EC1’s historic brick facades, hidden courtyards, and former Victorian prisons were utterly transformed into a living, breathing laboratory for how we’re going to live, work, and gather next.
The mood this year? Unapologetically human. In a world increasingly dominated by the digital ether, the design community responded with an injection of raw tactility, confident colour, and spaces crafted for real, physical connection. Here is The Plum Edit’s round up of what mattered, who stole the show, and the design shifts you need to know now.
The conversations echo far beyond the showrooms, this year Clerkenwell highlighted the three pillars defining the immediate future of interiors.
Firstly, materials with meaning. Tactility is the new luxury. It’s no longer enough for a surface to look pristine from afar; it has to invite the hand. A prime example was Mater showcasing their Matek® material, a gorgeous, circular surface engineered from coffee shell waste, wood waste, and industrial plastic.

Secondly, the al fresco workplace. The boundary between the indoors and outdoors has officially dissolved. Workplace design has expanded to terraces and public squares.
HAY occupied The Sans with an outdoor display featuring a fresh Cantilever addition to their iconic Palissade collection, proving that outdoor furniture can be just as refined and architecturally rigorous as anything inside.

Thirdly, the human antidote to AI. As artificial intelligence streamlines our tasks, the physical office is pivoting heavily toward connection, culture, and trust. The best-designed spaces this year weren’t trying to accommodate machines; they were meticulously engineered to help humans collaborate, think, and feel.
The undisputed darling of the design whisperers was the takeover at 30-31 Clerkenwell Green. The Wax Building residents, Cozmo and Tamart, who breathed new life into a gorgeous, previously unseen former pub.
Cozmo debuted Squarish, a brilliantly versatile table collection by Danish duo Ernst Bartholin Jensen, alongside their Hug seating range. It felt fresh, collaborative, and exactly where you'd want to hold a morning creative meeting.
Tamart also introduced their new interchangeable seats for the Highgate Chair and Bar Stool, one of the brand’s most considered design innovations that can be changed by the user without tools or specialist intervention.

Tucked away in the serene enclave of St James’s Church as part of The British Collection, B-corps Another Country and Goldfinger staged a quiet revolution in office furniture.
They unveiled the Work Series Three desk system and a stunning, bespoke bookcase crafted from treecycled elm. The ultimate luxury touch? Each piece is stamped with the exact GPS coordinates of where the tree originally stood in Cambridgeshire. It’s provenance with a purpose.

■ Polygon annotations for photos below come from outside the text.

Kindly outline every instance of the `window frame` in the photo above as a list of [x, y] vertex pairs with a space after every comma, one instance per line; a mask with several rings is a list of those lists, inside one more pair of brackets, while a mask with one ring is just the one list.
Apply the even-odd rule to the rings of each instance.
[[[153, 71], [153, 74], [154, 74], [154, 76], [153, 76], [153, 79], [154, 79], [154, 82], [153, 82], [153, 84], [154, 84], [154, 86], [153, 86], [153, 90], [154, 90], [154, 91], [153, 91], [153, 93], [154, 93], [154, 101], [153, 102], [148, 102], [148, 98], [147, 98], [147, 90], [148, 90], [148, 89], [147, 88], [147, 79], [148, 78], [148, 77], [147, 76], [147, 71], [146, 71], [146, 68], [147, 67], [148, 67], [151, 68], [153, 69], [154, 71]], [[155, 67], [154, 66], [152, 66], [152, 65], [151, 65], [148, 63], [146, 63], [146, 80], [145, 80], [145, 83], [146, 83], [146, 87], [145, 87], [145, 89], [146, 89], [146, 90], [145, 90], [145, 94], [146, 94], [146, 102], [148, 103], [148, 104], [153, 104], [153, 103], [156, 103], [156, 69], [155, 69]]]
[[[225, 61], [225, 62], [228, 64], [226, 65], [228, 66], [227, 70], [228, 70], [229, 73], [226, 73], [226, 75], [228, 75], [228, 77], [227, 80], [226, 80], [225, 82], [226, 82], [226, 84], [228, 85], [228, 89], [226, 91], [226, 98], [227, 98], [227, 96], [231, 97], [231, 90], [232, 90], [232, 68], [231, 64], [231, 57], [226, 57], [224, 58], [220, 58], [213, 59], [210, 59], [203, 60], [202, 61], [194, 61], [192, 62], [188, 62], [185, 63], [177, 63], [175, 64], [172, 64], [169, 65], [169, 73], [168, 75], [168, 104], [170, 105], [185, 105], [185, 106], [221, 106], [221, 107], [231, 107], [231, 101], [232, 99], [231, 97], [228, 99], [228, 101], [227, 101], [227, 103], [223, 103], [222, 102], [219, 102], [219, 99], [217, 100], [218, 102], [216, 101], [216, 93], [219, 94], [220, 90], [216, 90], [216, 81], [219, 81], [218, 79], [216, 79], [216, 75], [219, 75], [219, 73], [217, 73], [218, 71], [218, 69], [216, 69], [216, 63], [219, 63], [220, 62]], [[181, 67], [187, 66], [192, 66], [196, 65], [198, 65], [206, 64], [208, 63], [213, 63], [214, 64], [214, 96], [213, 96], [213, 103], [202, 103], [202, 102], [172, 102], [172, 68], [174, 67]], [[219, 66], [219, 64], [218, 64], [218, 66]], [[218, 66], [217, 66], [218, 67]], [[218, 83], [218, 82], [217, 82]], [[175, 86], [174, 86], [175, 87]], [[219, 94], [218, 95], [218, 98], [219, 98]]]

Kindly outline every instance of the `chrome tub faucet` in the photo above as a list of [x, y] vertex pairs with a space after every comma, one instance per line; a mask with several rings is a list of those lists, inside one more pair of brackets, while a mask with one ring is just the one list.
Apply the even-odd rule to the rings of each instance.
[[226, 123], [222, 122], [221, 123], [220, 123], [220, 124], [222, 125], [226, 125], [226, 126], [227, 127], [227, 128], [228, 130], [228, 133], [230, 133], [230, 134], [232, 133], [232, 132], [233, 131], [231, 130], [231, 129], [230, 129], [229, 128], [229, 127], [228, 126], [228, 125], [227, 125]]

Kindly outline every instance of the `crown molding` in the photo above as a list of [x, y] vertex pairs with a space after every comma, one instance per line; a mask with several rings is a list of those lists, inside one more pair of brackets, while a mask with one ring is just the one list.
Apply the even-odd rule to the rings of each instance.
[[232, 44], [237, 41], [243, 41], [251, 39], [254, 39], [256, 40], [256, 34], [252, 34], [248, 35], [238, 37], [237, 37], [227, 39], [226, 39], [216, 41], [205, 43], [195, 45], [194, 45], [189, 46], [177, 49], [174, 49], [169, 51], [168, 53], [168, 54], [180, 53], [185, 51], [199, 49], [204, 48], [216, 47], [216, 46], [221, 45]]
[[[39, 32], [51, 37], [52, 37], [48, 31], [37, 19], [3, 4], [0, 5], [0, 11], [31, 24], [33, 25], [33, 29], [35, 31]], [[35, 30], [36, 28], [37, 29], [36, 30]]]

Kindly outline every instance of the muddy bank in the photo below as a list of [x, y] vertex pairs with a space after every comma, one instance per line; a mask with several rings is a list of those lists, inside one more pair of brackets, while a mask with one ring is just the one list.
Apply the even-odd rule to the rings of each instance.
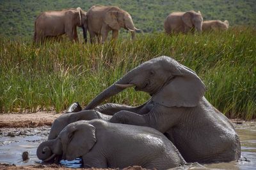
[[32, 113], [0, 114], [0, 128], [2, 127], [36, 127], [51, 125], [54, 119], [61, 113], [54, 111], [40, 111]]
[[[9, 165], [6, 164], [0, 164], [0, 169], [6, 169], [6, 170], [13, 170], [13, 169], [29, 169], [29, 170], [38, 170], [38, 169], [58, 169], [58, 170], [74, 170], [74, 168], [69, 168], [69, 167], [65, 167], [63, 166], [60, 166], [56, 164], [51, 164], [51, 165], [38, 165], [38, 166], [16, 166], [14, 165]], [[112, 170], [112, 169], [98, 169], [98, 168], [90, 168], [90, 169], [85, 169], [85, 168], [76, 168], [76, 169], [90, 169], [90, 170], [103, 170], [103, 169], [108, 169], [108, 170]], [[147, 170], [147, 169], [142, 168], [141, 166], [132, 166], [132, 167], [127, 167], [123, 170]]]
[[[63, 113], [55, 111], [40, 111], [31, 113], [1, 113], [0, 114], [0, 128], [3, 127], [38, 127], [51, 126], [53, 121]], [[232, 122], [241, 124], [243, 120], [232, 119]]]

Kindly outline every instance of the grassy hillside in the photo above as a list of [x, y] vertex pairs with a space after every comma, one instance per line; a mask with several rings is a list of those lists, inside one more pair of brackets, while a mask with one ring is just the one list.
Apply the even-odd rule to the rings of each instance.
[[204, 20], [228, 20], [231, 25], [256, 25], [255, 0], [1, 0], [0, 34], [31, 36], [34, 20], [42, 11], [93, 4], [118, 6], [129, 11], [136, 27], [144, 32], [163, 30], [163, 20], [172, 11], [200, 10]]
[[[127, 71], [165, 55], [195, 70], [207, 86], [207, 99], [226, 115], [256, 118], [255, 33], [236, 27], [220, 34], [155, 32], [132, 42], [39, 46], [0, 37], [0, 112], [58, 112], [75, 101], [84, 106]], [[149, 97], [129, 89], [106, 102], [136, 106]]]

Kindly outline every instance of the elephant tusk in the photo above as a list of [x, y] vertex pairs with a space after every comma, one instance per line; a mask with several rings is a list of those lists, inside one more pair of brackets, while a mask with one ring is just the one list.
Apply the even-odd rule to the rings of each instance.
[[49, 158], [47, 158], [44, 160], [43, 160], [44, 162], [47, 162], [50, 160], [51, 160], [52, 159], [53, 159], [54, 157], [55, 157], [55, 156], [56, 155], [56, 153], [53, 153], [51, 157], [49, 157]]
[[136, 28], [136, 27], [134, 27], [134, 29], [135, 29], [135, 31], [140, 31], [140, 29], [138, 29], [138, 28]]
[[131, 31], [131, 32], [134, 31], [134, 30], [131, 29], [129, 29], [129, 28], [127, 28], [127, 29], [128, 29], [128, 30], [129, 30], [129, 31]]
[[115, 84], [116, 86], [122, 87], [122, 88], [127, 88], [127, 87], [131, 87], [132, 86], [134, 86], [134, 84], [125, 84], [125, 85], [122, 85], [122, 84]]

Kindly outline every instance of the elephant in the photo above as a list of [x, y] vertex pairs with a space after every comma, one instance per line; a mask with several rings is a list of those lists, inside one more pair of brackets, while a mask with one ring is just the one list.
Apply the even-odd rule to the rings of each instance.
[[100, 119], [68, 124], [56, 139], [42, 142], [36, 155], [44, 161], [56, 155], [68, 160], [82, 157], [84, 167], [122, 169], [137, 165], [167, 169], [186, 163], [172, 142], [157, 131]]
[[98, 42], [104, 42], [110, 31], [112, 38], [116, 39], [121, 27], [131, 31], [134, 39], [135, 31], [139, 30], [134, 27], [131, 15], [117, 6], [95, 5], [89, 9], [87, 16], [91, 43], [95, 42], [96, 36]]
[[47, 38], [56, 38], [65, 34], [70, 41], [77, 41], [77, 26], [82, 27], [86, 42], [87, 15], [80, 7], [44, 11], [35, 22], [34, 42], [42, 43]]
[[[137, 107], [113, 103], [99, 106], [131, 87], [151, 98]], [[241, 155], [239, 137], [229, 120], [204, 96], [205, 90], [194, 71], [171, 57], [161, 56], [128, 72], [84, 110], [113, 115], [110, 122], [150, 127], [164, 133], [188, 162], [237, 160]]]
[[202, 33], [203, 17], [200, 11], [188, 11], [186, 12], [171, 13], [164, 20], [164, 27], [167, 34], [173, 32], [187, 33], [193, 28]]
[[228, 29], [228, 21], [225, 20], [205, 20], [203, 22], [203, 31], [226, 31]]

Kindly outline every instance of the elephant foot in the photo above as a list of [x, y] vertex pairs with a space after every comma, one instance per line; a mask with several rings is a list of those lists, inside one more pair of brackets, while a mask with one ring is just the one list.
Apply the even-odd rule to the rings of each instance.
[[66, 113], [74, 113], [78, 112], [82, 110], [82, 108], [80, 106], [80, 104], [78, 102], [76, 102], [72, 104], [68, 108], [67, 110]]

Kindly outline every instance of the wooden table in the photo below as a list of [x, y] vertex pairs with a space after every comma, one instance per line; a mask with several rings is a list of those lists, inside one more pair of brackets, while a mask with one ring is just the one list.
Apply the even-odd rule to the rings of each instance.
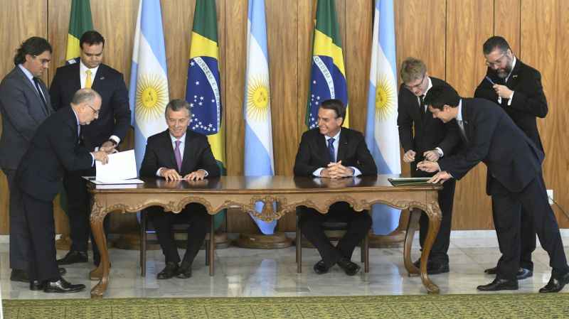
[[[162, 178], [149, 178], [144, 179], [144, 184], [127, 186], [90, 183], [92, 195], [91, 229], [101, 253], [99, 266], [90, 273], [92, 279], [99, 280], [91, 290], [91, 297], [102, 297], [109, 283], [109, 252], [102, 223], [107, 214], [116, 211], [136, 212], [154, 205], [176, 213], [191, 202], [202, 204], [211, 215], [225, 208], [237, 207], [267, 222], [278, 220], [287, 212], [294, 212], [300, 205], [326, 214], [330, 205], [336, 202], [349, 202], [358, 212], [369, 210], [376, 203], [409, 209], [411, 217], [405, 242], [405, 266], [410, 276], [420, 274], [429, 293], [438, 293], [438, 286], [427, 274], [427, 259], [440, 225], [441, 212], [437, 191], [442, 186], [393, 187], [388, 181], [388, 178], [392, 176], [380, 175], [337, 180], [292, 176], [223, 176], [201, 181], [166, 182]], [[268, 204], [264, 205], [262, 212], [255, 210], [255, 203], [257, 201]], [[420, 212], [414, 208], [425, 211], [430, 222], [421, 254], [420, 271], [410, 260], [413, 238], [420, 215]], [[210, 274], [213, 275], [213, 232], [210, 232], [210, 235], [208, 249], [212, 256]]]

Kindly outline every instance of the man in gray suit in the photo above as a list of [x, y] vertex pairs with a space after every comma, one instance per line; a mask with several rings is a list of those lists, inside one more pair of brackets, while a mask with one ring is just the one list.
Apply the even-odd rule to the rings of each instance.
[[51, 51], [51, 45], [43, 38], [26, 40], [14, 58], [16, 66], [0, 84], [0, 168], [8, 178], [10, 190], [10, 279], [15, 281], [29, 282], [30, 256], [16, 170], [36, 129], [53, 112], [48, 88], [40, 79], [48, 70]]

It was clear that this year colour is no longer being treated as a tiny accent; it’s being used as architectural shorthand.
Deadgood entirely refreshed their showroom with a playful, hyper-confident palette, notably showcasing their Lotti and Lollipop chairs, proof that professional spaces don't have to be devoid of personality. Meanwhile, Herman Miller answered our collective need for deep focus with Bound, a masterclass in providing privacy within open, shared environments.
CDW 2026 proved that the future of design isn't sleek, sterile, or automated. It is warm, circular, texturally rich, and deeply rooted in the spaces where we actually connect.